Activity tip of the day

Fitness experts: Don't try to match Olympians on your exercise machines

Some things should go without saying. But the fact that they don't shows how little these people actually use their exercise machines. If they did, they'd understand (like I do) that exercise machines only go so far in replicating their real-life equivalent.

This is the reason I hate exercise bikes as much as I love mountain biking. When I hit the local trails, I do it with as much speed as my gears (and presence of others) allow. I'll go as far the sun allows me to go, sometimes as much as four hours at a time. Put me on a stationary bike, though, and after literally four or five cycles my knees start to ache and I'm ready to jump off. Likewise with the treadmill - I'll walk all day or jog at least through the span of my iPod playlist; on a treadmill, however, 30 minutes at half-speed gives me that face that conveys the feeling I really accomplished something.

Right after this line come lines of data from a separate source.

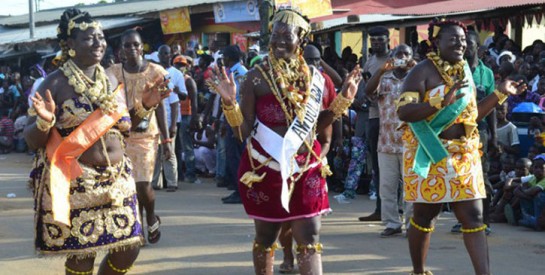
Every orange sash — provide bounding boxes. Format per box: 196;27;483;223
46;84;126;226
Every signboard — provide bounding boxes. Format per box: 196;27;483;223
275;0;333;19
214;0;259;23
231;33;248;52
159;8;191;34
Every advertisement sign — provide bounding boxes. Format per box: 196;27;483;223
275;0;333;19
159;8;191;34
231;33;248;52
214;0;259;23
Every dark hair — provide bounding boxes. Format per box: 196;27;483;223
428;18;467;48
466;30;481;46
119;29;142;41
57;8;95;65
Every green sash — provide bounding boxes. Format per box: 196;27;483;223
409;64;474;178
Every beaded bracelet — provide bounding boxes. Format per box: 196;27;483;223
36;116;56;132
221;99;244;127
134;105;157;118
328;94;354;119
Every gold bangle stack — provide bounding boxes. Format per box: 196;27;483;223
221;99;244;127
494;90;509;105
328;94;354;119
36;116;56;132
134;105;157;118
428;95;443;110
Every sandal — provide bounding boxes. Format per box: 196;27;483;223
278;263;294;274
148;215;161;243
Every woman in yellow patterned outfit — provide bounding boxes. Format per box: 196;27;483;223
21;9;168;275
398;21;524;274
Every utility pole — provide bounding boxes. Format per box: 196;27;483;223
28;0;34;38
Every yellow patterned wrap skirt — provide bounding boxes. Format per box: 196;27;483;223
31;154;143;258
403;129;486;203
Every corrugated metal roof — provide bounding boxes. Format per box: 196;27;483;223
312;0;545;22
0;17;146;45
0;0;235;26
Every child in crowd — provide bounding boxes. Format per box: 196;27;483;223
193;125;216;177
528;116;543;139
490;158;532;224
514;155;545;230
13;105;27;153
0;108;14;154
496;102;520;157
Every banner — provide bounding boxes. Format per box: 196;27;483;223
159;8;191;34
276;0;333;19
214;0;259;23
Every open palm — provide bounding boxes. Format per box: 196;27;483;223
142;77;172;109
30;90;57;121
206;68;237;105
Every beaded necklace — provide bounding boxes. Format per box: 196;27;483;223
60;59;117;114
427;52;466;87
268;49;310;121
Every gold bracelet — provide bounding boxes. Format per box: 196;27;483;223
428;95;443;110
134;105;157;118
221;100;244;128
36;116;56;132
27;106;37;116
494;90;509;105
328;93;354;120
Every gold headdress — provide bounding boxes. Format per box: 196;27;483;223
66;14;102;36
270;8;310;39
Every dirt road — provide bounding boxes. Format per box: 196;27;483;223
0;154;545;275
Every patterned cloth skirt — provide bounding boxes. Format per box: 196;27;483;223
403;134;486;203
238;139;331;222
31;154;143;258
125;136;159;182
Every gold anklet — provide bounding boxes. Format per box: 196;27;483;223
460;224;488;233
108;258;133;274
410;270;433;275
295;243;324;254
64;265;93;275
254;241;280;252
410;217;435;233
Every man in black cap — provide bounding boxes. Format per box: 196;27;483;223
356;26;390;222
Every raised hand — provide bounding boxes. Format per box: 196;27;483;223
206;67;237;105
441;79;469;107
30;90;57;122
498;79;528;95
341;65;362;99
142;76;172;109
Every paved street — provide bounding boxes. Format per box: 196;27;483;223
0;154;545;275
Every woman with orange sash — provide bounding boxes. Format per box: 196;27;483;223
209;9;360;274
398;20;525;275
25;9;168;275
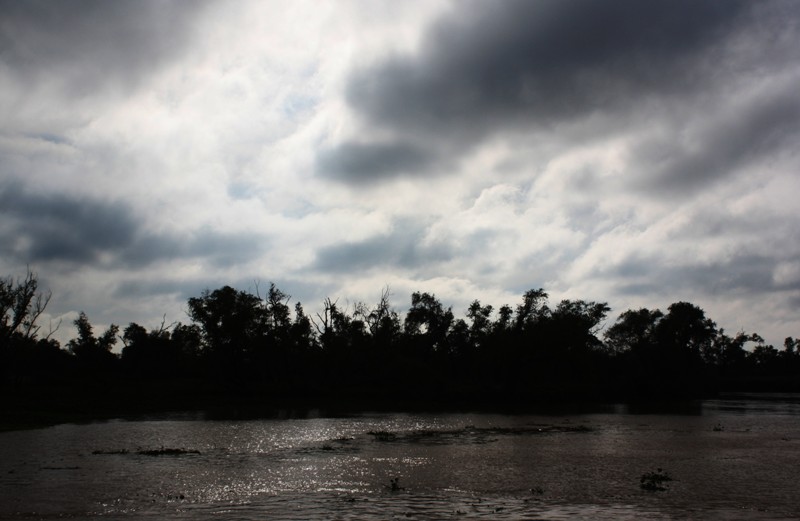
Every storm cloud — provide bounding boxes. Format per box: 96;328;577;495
0;0;800;350
322;0;798;184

Kind of the same feeling I get from 10 minutes on a rowing machine, which I can't compare to rowing because I've never had friends into rowing.

The point, as far as I see it, is that exercise machines barely replicate hitting the road. If they present such different experiences just for me, then how can Suzy Couch Potato assume that they can set their treadmill for Olympic speed? And then keep up with it?

There are much easier (and gradual) ways to make your heart explode. If you understand this little about the nature of exercise equipment and fitness, you're probably doing them already.

However, much in the way high gas prices have most people suddenly caring about the environment, the Olympics-inspired interest in fitness is something worth harnessing. Consult with your physician...wait, scratch that, you've got no insurance...join your local YMCA or health club...no, you probably can't afford that either...uh, talk to a friend about fitness, perhaps? No, your friends probably told you to keep up with the Olympians in the first place...arrrgh....

How about this for a start? Integrate it into your daily life. Park farther away from places than usual. Drink water instead of sugary soda, and before eating any meal or snack. Drive nowhere you can walk. Work up to reasonable goals. Get a bike. Turn down that third helping. Shake up your workout so you don't get bored. Make it part of your life so that not doing it is not an option. Put less stock in weight (muscle weighs more than fat) and more in body-fat percentage. But most importantly, don't compare yourself to Michael Phelps. We're all the worse for having done that this week.

I'm not a doctor. But I've been operated on by one. Mainly because I tried to keep up with athletes in much better shape many years ago. So I sort of know what I'm talking about.

(Incidentally, I once tried on an Olympic medal, courtesy of high jumper Hollis Conway. Those things are heavy. You really have to earn those.)

2 comments:

Nick said...

I've always hated running on a treadmill, or even running on an indoor track for that matter, which is why a dreaded the indoor season.

A few months ago, I ran on a treadmill for the first time in years, as it was lightning when I wanted to go on my run. Despite the TV being on one of my favorite shows (Family Guy), the 8 miles seemed to last forever.

That's why, it can be 30 degrees and raining, I'm still going to do my run outdoors.

As for the exercise bike, were you wearing a Nike headband and striped socks up to your knees?

Ian McGibboney said...

Family Guy is awesome. And, yes, I would totally wear that ensemble.